Could it be these were all pet rats? Is this rat head the head of a once beloved pet? Come to think of it, this place was closed up pretty tight, so there’s no way these rats could have gotten in without the owner knowing. Skyrim is super weird, so I guess it’s not out of the realm of possibility this guy loved rats. It does make the bottle of poison feel very out of place though. Maybe the rats had eaten him out of mouse and home, so he bought some poison in order to take the easy way out. That, or he was a rat hunter, and the rats broke in while he was sleeping, and poisoned him to avenge their fallen rat brethren.
I really have to stop getting lost in my thoughts like this. I’ve got places to be, and verses to snatch! I feel a little bad knowing there’s a possibility that we just barged in, slaughtered all this guy’s pet rats, and used his fire, so I respectfully nudge the dead rats to the corner rather than leave them all splayed out, undignified. Honestly, what is my life?

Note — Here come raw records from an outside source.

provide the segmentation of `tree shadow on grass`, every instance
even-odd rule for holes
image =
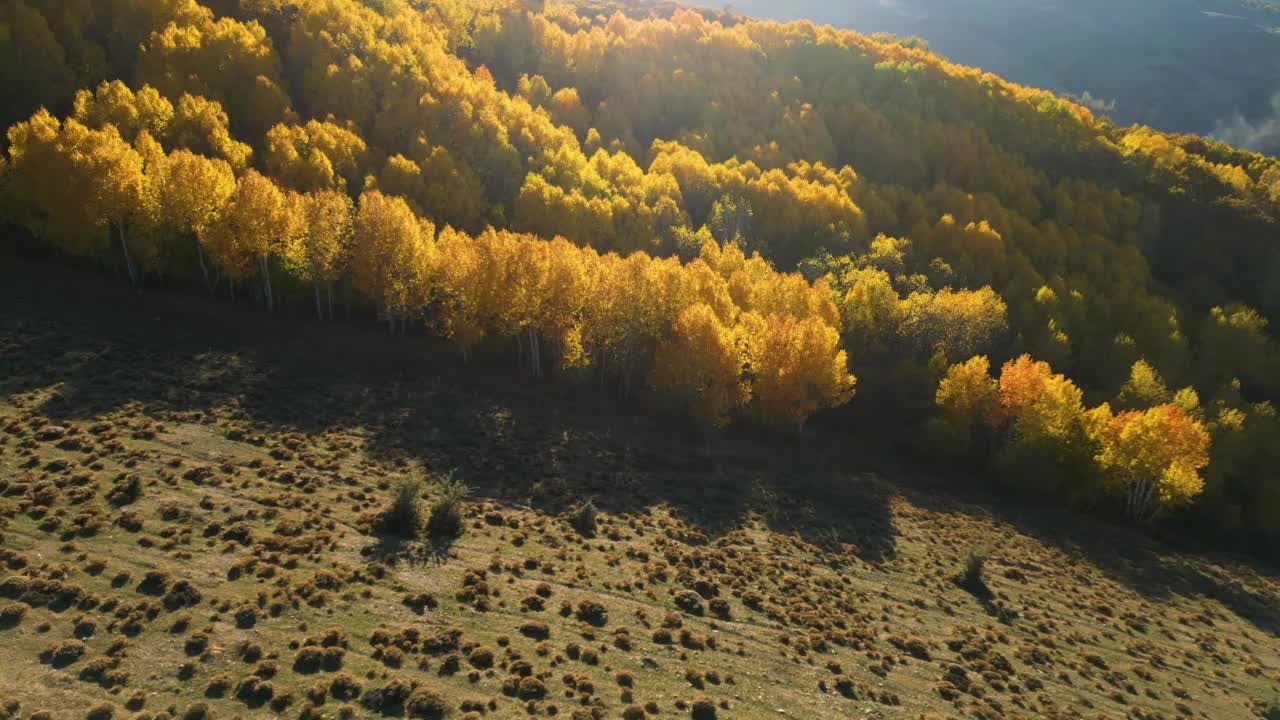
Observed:
[[[1118,521],[1045,501],[1013,499],[980,487],[955,469],[933,468],[914,491],[913,504],[935,512],[971,508],[997,524],[1056,548],[1095,568],[1142,598],[1211,599],[1255,628],[1280,635],[1280,574],[1248,557],[1174,547]],[[909,474],[904,475],[909,476]],[[947,488],[923,492],[925,488]]]
[[[1215,600],[1255,628],[1280,636],[1280,575],[1249,558],[1181,552],[1140,532],[1066,511],[1036,508],[1005,519],[1148,600]]]
[[[462,367],[422,338],[203,297],[138,295],[30,261],[0,267],[0,393],[51,423],[119,411],[197,423],[230,416],[264,434],[350,430],[373,459],[452,471],[477,497],[549,513],[583,499],[615,514],[662,506],[711,536],[760,519],[871,563],[894,555],[896,494],[942,512],[967,498],[1145,597],[1210,597],[1261,629],[1280,628],[1268,589],[1280,586],[1274,575],[1239,562],[1229,576],[1215,563],[1232,558],[1179,555],[1077,513],[966,490],[969,478],[922,470],[876,447],[874,433],[861,445],[847,428],[708,439],[635,404],[527,381],[510,364],[497,357]],[[403,554],[389,538],[371,547]],[[1250,573],[1253,587],[1233,579]]]
[[[443,565],[449,560],[456,538],[411,538],[395,533],[377,533],[373,542],[360,549],[360,554],[386,565]]]
[[[892,488],[839,444],[708,439],[594,388],[527,381],[509,358],[464,368],[423,338],[138,295],[62,267],[15,261],[0,279],[0,393],[50,423],[230,418],[268,442],[347,430],[374,460],[453,471],[478,497],[550,513],[584,498],[614,514],[662,506],[712,536],[762,518],[872,562],[893,554]]]

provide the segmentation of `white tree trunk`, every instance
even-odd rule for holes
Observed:
[[[1158,509],[1155,505],[1157,485],[1158,481],[1152,478],[1130,481],[1125,496],[1125,514],[1139,522],[1154,518]]]
[[[120,251],[124,253],[124,267],[129,271],[129,284],[138,287],[138,273],[133,268],[133,258],[129,256],[129,239],[125,237],[124,222],[117,222],[116,229],[120,231]]]
[[[200,260],[200,273],[204,275],[204,286],[208,288],[209,293],[213,294],[213,286],[209,284],[209,266],[204,261],[204,248],[200,247],[200,238],[196,236],[196,257]],[[234,284],[232,285],[234,288]],[[235,290],[232,289],[231,299],[235,299]]]
[[[262,268],[262,290],[267,295],[267,312],[275,312],[275,297],[271,292],[271,265],[266,255],[258,259],[258,265]]]
[[[529,372],[536,378],[542,376],[542,350],[538,347],[538,333],[529,326]]]

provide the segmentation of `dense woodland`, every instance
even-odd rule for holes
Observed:
[[[3,0],[0,37],[4,242],[1280,555],[1274,159],[668,4]]]

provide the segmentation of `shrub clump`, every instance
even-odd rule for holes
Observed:
[[[137,475],[130,475],[115,480],[107,491],[107,502],[123,507],[142,496],[142,482]]]
[[[414,612],[418,613],[419,615],[425,613],[427,610],[435,610],[436,607],[440,604],[436,600],[434,595],[432,595],[431,593],[425,593],[425,592],[405,595],[404,599],[401,600],[401,602],[405,605],[405,607],[411,608]]]
[[[520,678],[517,692],[520,694],[521,699],[536,700],[547,694],[547,686],[543,685],[542,681],[536,677],[524,677]]]
[[[79,640],[63,640],[50,645],[41,655],[41,659],[56,668],[64,668],[79,660],[84,653],[84,643]]]
[[[209,647],[208,635],[192,635],[182,644],[182,649],[191,657],[202,654]]]
[[[248,629],[258,624],[258,608],[252,605],[242,605],[236,608],[235,612],[236,627]]]
[[[249,707],[259,707],[275,697],[276,687],[268,680],[250,675],[236,686],[236,697]]]
[[[334,700],[355,700],[360,697],[360,691],[364,689],[360,681],[350,673],[338,673],[333,676],[333,681],[329,683],[329,694]]]
[[[493,648],[487,645],[475,648],[467,656],[467,662],[471,663],[472,667],[477,667],[481,670],[493,667]]]
[[[469,488],[452,478],[440,483],[440,497],[431,506],[427,517],[427,534],[437,538],[452,538],[462,534],[462,501]]]
[[[386,685],[370,690],[360,699],[365,708],[384,715],[396,715],[404,710],[413,688],[403,680],[392,680]]]
[[[422,478],[410,475],[396,482],[391,505],[382,513],[379,526],[384,532],[417,537],[422,529]]]
[[[583,600],[578,603],[578,619],[592,625],[604,625],[609,620],[609,611],[595,600]]]
[[[405,702],[404,710],[405,714],[411,718],[427,718],[427,720],[440,720],[449,715],[449,705],[444,697],[428,688],[414,690]]]
[[[9,603],[0,607],[0,628],[14,627],[22,622],[22,618],[26,617],[30,609],[30,605],[22,602]]]
[[[716,720],[716,704],[709,697],[700,697],[693,701],[689,713],[693,720]]]
[[[702,596],[692,590],[681,590],[672,599],[675,601],[676,607],[690,615],[701,615],[703,613]]]
[[[960,571],[960,576],[956,578],[956,583],[960,587],[968,590],[975,595],[987,595],[991,591],[987,588],[986,568],[987,559],[990,552],[982,546],[969,548],[969,552],[965,554],[964,568]]]
[[[98,683],[104,688],[124,685],[129,681],[129,673],[118,668],[118,663],[117,658],[99,655],[80,667],[80,679]]]
[[[551,637],[551,628],[544,622],[531,621],[520,626],[520,634],[535,640],[546,640]]]
[[[727,620],[733,614],[732,609],[729,607],[729,601],[724,598],[714,598],[707,605],[716,617]]]
[[[204,694],[211,698],[220,698],[227,694],[231,689],[232,679],[228,673],[219,673],[209,678],[209,685],[205,688]]]
[[[298,651],[293,659],[293,670],[303,674],[319,672],[324,667],[324,650],[310,646]]]
[[[590,500],[578,503],[569,513],[569,524],[585,537],[595,537],[596,517],[599,515],[596,504]]]

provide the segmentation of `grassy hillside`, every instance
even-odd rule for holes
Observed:
[[[0,268],[5,716],[1216,720],[1280,693],[1280,578],[1230,558],[70,272]],[[450,474],[460,537],[377,530],[402,478],[429,509]]]
[[[1280,712],[1280,160],[665,0],[0,37],[5,714]]]

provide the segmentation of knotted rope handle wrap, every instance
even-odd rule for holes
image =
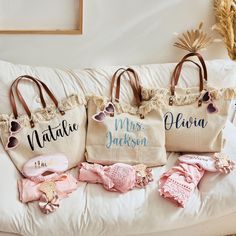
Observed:
[[[192,62],[199,68],[199,92],[201,93],[201,91],[204,89],[204,82],[203,82],[204,79],[203,79],[203,75],[202,75],[202,67],[197,62],[194,62],[192,60],[189,60],[189,59],[181,60],[177,64],[177,66],[175,67],[173,75],[172,75],[172,79],[171,79],[171,87],[170,87],[171,88],[171,96],[169,98],[169,105],[170,106],[173,105],[173,97],[175,96],[175,86],[178,84],[180,73],[181,73],[183,64],[185,62]],[[198,105],[200,106],[201,104],[199,103]]]
[[[21,105],[23,106],[26,114],[28,115],[29,117],[29,120],[30,120],[30,126],[31,128],[33,128],[35,125],[34,125],[34,121],[32,120],[32,116],[31,116],[31,111],[28,107],[28,105],[26,104],[21,92],[19,91],[19,83],[20,81],[22,80],[31,80],[33,83],[35,83],[39,89],[39,96],[40,96],[40,101],[41,101],[41,105],[42,107],[45,109],[46,108],[46,102],[45,102],[45,99],[43,97],[43,93],[42,93],[42,87],[43,89],[46,91],[46,93],[48,94],[48,96],[51,98],[51,100],[53,101],[53,103],[55,104],[56,108],[58,109],[58,111],[61,113],[61,115],[64,115],[65,112],[64,111],[61,111],[58,107],[58,101],[57,99],[55,98],[55,96],[52,94],[52,92],[50,91],[50,89],[46,86],[45,83],[43,83],[42,81],[40,81],[39,79],[36,79],[30,75],[23,75],[23,76],[19,76],[11,85],[10,87],[10,103],[11,103],[11,106],[12,106],[12,110],[13,110],[13,114],[14,114],[14,117],[15,119],[18,118],[18,112],[17,112],[17,107],[16,107],[16,102],[15,102],[15,97],[14,97],[14,93],[13,93],[13,88],[14,88],[14,85],[16,84],[16,95],[21,103]]]
[[[140,80],[139,80],[138,74],[132,68],[127,68],[127,69],[120,68],[112,76],[111,89],[110,89],[111,102],[113,102],[113,91],[114,91],[115,85],[116,85],[115,101],[119,102],[119,99],[120,99],[120,79],[122,78],[122,75],[124,75],[125,73],[127,73],[129,76],[129,81],[130,81],[131,88],[133,90],[135,101],[136,101],[137,106],[139,107],[141,104]],[[141,118],[143,118],[143,117],[141,117]]]

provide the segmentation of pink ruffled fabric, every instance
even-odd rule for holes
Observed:
[[[100,183],[108,191],[125,193],[135,187],[136,171],[122,163],[111,166],[81,163],[78,178],[80,181]]]
[[[205,171],[197,165],[179,163],[159,180],[159,193],[179,207],[185,207]]]
[[[60,176],[60,174],[58,173],[51,173],[49,175],[39,175],[39,176],[35,176],[35,177],[27,177],[27,179],[32,180],[35,183],[41,183],[41,182],[46,182],[46,181],[50,181],[51,179],[55,179],[58,176]]]
[[[69,193],[78,188],[78,182],[71,174],[61,174],[50,179],[50,181],[55,182],[59,199],[66,198]],[[41,183],[37,183],[29,179],[18,180],[20,201],[27,203],[39,200],[43,194],[38,189],[40,185]]]

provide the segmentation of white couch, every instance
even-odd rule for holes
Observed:
[[[236,86],[236,66],[227,60],[207,62],[209,81],[218,87]],[[146,87],[167,87],[174,64],[133,66]],[[78,78],[63,70],[14,65],[0,61],[0,113],[11,113],[8,89],[19,75],[30,74],[46,82],[58,98],[72,92],[109,93],[109,82],[116,67],[74,70]],[[197,84],[198,72],[187,65],[181,86]],[[121,98],[132,100],[129,87],[122,85]],[[32,109],[39,106],[38,96],[28,85],[21,87]],[[230,120],[235,105],[232,104]],[[236,127],[227,122],[225,152],[236,161]],[[236,171],[229,175],[207,173],[186,208],[161,198],[157,191],[160,175],[174,165],[178,153],[168,154],[166,166],[153,169],[154,181],[145,189],[125,194],[107,192],[102,186],[80,183],[77,191],[62,201],[53,214],[43,215],[37,203],[18,200],[16,181],[21,178],[9,156],[0,146],[0,236],[15,233],[24,236],[166,236],[226,235],[236,233]],[[76,175],[77,169],[72,170]],[[10,234],[13,235],[13,234]]]

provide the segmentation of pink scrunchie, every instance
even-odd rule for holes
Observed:
[[[56,211],[57,208],[59,208],[60,199],[57,195],[54,196],[54,198],[49,201],[47,196],[45,194],[42,194],[42,196],[39,199],[39,209],[44,214],[49,214],[54,211]]]
[[[185,207],[204,172],[197,165],[179,163],[161,176],[159,193],[177,206]]]

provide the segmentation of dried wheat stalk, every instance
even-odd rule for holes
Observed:
[[[203,48],[206,48],[212,43],[212,37],[202,31],[203,23],[201,23],[198,29],[188,30],[183,33],[181,37],[174,43],[175,47],[187,50],[189,52],[197,52]]]
[[[223,37],[228,54],[236,60],[236,0],[215,0],[216,29]]]

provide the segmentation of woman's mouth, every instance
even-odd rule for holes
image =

About this time, the rain seems to have stopped, and sunlight starts to pour through the windows, so I think it’s high time we make our exit from this rat room. The harrowing morning weather has transitioned to a beautiful day as we step outside, but I can’t focus. I am greeted by more dead (potentially pet) rats, littering the ground. “What in Malacath’s name has come over me,” I mutter, as I shuffle the dead rats over to what looks like some sort of shrine nearby the house.
As we start to walk back to our campsite, my stomach lets out a loud grumble, reminding me that we are running low on food provisions. Hey, that house actually had a lot of food lying around. The dead guy’s not going to miss it. But then again, there were also rats and rat droppings all over the place, oh, and a bottle of poison. Well, leftovers it is!
Next time on An Orc’s Life: Bandit Buffoonery
If anyone actually reads this, I’m very grateful that you have come back to check out my blog when I haven’t posted anything for more than four years. It’s a shameful amount of time, I’ll be the first to admit. I just really lost my motivation, and I’m so sorry I left Grawnk’s story unfinished. I don’t expect there to be much, if any, interest for Grawnk anymore, but I am finishing what I started, regardless.
Today marks the seven year anniversary of my first post on this blog. I know, time really flies, right? I am committed to finishing Grawnk’s story, so I invite you to come along on his journey once more.